Thoughtfactory: Rhizomes

bark, trees, roads, bushland

dead leaves + photographic self-questioning

I have spent quite some  time walking  in  the local Waitpinga bushland this autumn.  I walked with Maya on the morning walk and with Maleko on the afternoon walk. Whilst being preoccupied with dipping my toes into making  walking art I noticed  the dead leaves hanging from the branches of the eucalypts as well as the bark. 

 I'd ignored them up to now as  I had been primarily focused on the bark with a 35mm film camera. The leaves were concealed -- merged into the background.  In the last couple of weeks of walking I started to look at the dead leaves as I walked past them. Their speckled brownness   stood out from  the background  world of green.  I started to  photograph them closeup.   

What emerged was  the  simple awareness of something present-at-hand in its sheer presence-at-hand. The seeing involved in the encounter with the present-at-hand gives precedence to the entity and it does so precisely because it detaches itself from the background context. The emergence of the dead leaves  into presence can be understood as an event of the un-concealment of the dead leaves  out of concealment. The photography discloses this coming into presence. 

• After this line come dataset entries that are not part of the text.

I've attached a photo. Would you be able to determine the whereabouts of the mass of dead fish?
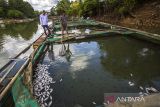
[33,64,56,107]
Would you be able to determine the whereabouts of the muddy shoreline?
[0,19,35,24]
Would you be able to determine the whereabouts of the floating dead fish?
[128,81,135,86]
[33,64,55,107]
[92,102,96,105]
[59,79,63,82]
[139,86,144,90]
[130,73,133,77]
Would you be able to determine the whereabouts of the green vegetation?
[0,0,37,18]
[52,0,146,17]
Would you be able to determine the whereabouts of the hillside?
[96,0,160,34]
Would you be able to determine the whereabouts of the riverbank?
[94,1,160,34]
[0,19,35,24]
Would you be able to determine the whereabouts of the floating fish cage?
[0,20,160,107]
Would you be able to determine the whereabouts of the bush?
[7,10,24,18]
[118,6,128,16]
[0,7,5,18]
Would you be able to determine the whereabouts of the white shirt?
[39,14,48,25]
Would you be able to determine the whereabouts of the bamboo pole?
[0,58,30,101]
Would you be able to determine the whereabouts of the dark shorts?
[42,25,49,29]
[61,23,67,30]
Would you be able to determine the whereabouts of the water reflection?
[36,37,160,107]
[0,21,43,67]
[98,38,160,85]
[0,21,38,40]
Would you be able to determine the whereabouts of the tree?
[0,7,5,18]
[9,0,35,18]
[56,0,70,14]
[0,0,7,18]
[7,10,23,18]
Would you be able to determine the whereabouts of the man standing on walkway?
[39,10,51,36]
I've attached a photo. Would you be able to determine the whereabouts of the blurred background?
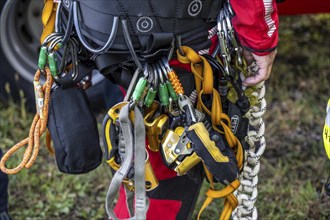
[0,0,330,219]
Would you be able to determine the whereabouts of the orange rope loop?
[0,68,53,174]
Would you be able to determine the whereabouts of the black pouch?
[47,87,102,174]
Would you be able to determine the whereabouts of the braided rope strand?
[232,83,266,220]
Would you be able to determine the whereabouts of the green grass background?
[0,14,330,220]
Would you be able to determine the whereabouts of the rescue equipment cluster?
[0,0,266,219]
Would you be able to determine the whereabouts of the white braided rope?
[232,83,266,220]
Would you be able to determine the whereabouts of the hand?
[243,50,277,86]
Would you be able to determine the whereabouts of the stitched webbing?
[40,0,58,44]
[177,46,243,219]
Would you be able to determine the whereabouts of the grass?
[0,14,330,220]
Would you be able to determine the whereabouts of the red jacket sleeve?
[230,0,279,56]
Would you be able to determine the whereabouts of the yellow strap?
[40,0,57,43]
[177,46,243,219]
[177,46,213,94]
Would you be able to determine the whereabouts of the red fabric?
[277,0,330,15]
[230,0,278,55]
[114,187,181,220]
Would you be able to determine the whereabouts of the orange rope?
[0,68,53,174]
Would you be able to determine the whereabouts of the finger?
[243,49,255,66]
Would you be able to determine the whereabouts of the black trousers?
[0,149,8,213]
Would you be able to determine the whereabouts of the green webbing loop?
[48,52,58,77]
[132,77,147,101]
[38,46,47,70]
[144,88,157,108]
[158,84,170,107]
[166,81,178,102]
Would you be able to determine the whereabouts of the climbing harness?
[0,0,272,219]
[0,0,102,174]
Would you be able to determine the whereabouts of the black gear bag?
[47,87,102,174]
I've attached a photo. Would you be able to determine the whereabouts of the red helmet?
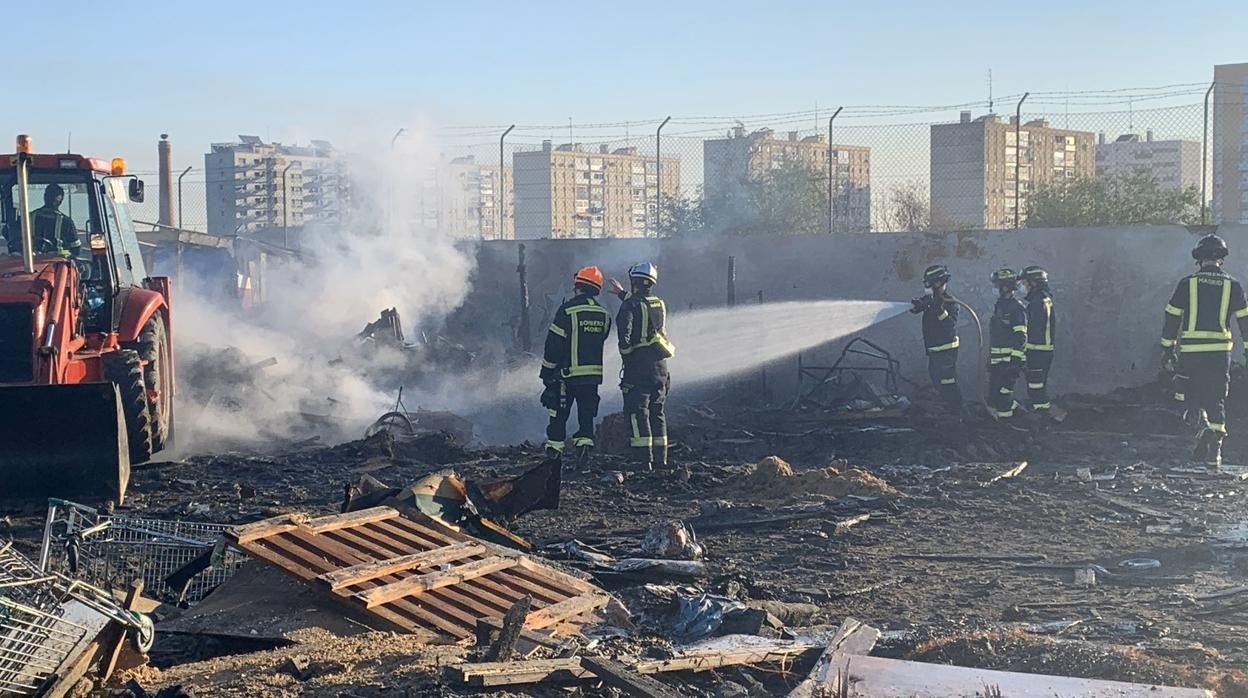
[572,266,603,291]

The hanging dead leaves  are very ephemeral  as they lose their colour, fall  to the ground from the coastal winds,  and  decay with the winter rains. They suggest  the transience of the things  and  the “pathos” (aware) of “things” (mono), deriving from their transience.  The photography  stabilises the flux or the transience in the image.

What emerges is a  photography as a self-questioning that involved critically reflecting on the horizontal limits of photography's own cultural tradition. Photographing these humble dead leaves is a de-centering  that aims to deconstruct a Euro-centric notion of  landscape photographic/wilderness  aesthetics  that is common in Australia whilst recognising other non-Western traditions of aesthetics. In this case it is a turn to Japanese aesthetics which  involves a translation of mono no aware. Hence the dead leaves rather than cherry blossom. 

Rather than this turn being another beginning,  this perspective and interpretation  is a challenging of boundaries not erasing them. It is an in-betweenness that presuppose the existence of different changing and continuous aesthetic traditions. It is  an  inter-cultural middle ground that aims to unearth modes of photography -- eg., poiesis -- that have been marginalized or forgotten since the advent of modernist photography. The marginalized “other” is not utilized to dislodge the modern self-understanding of landscape photography but to point at its blind spots.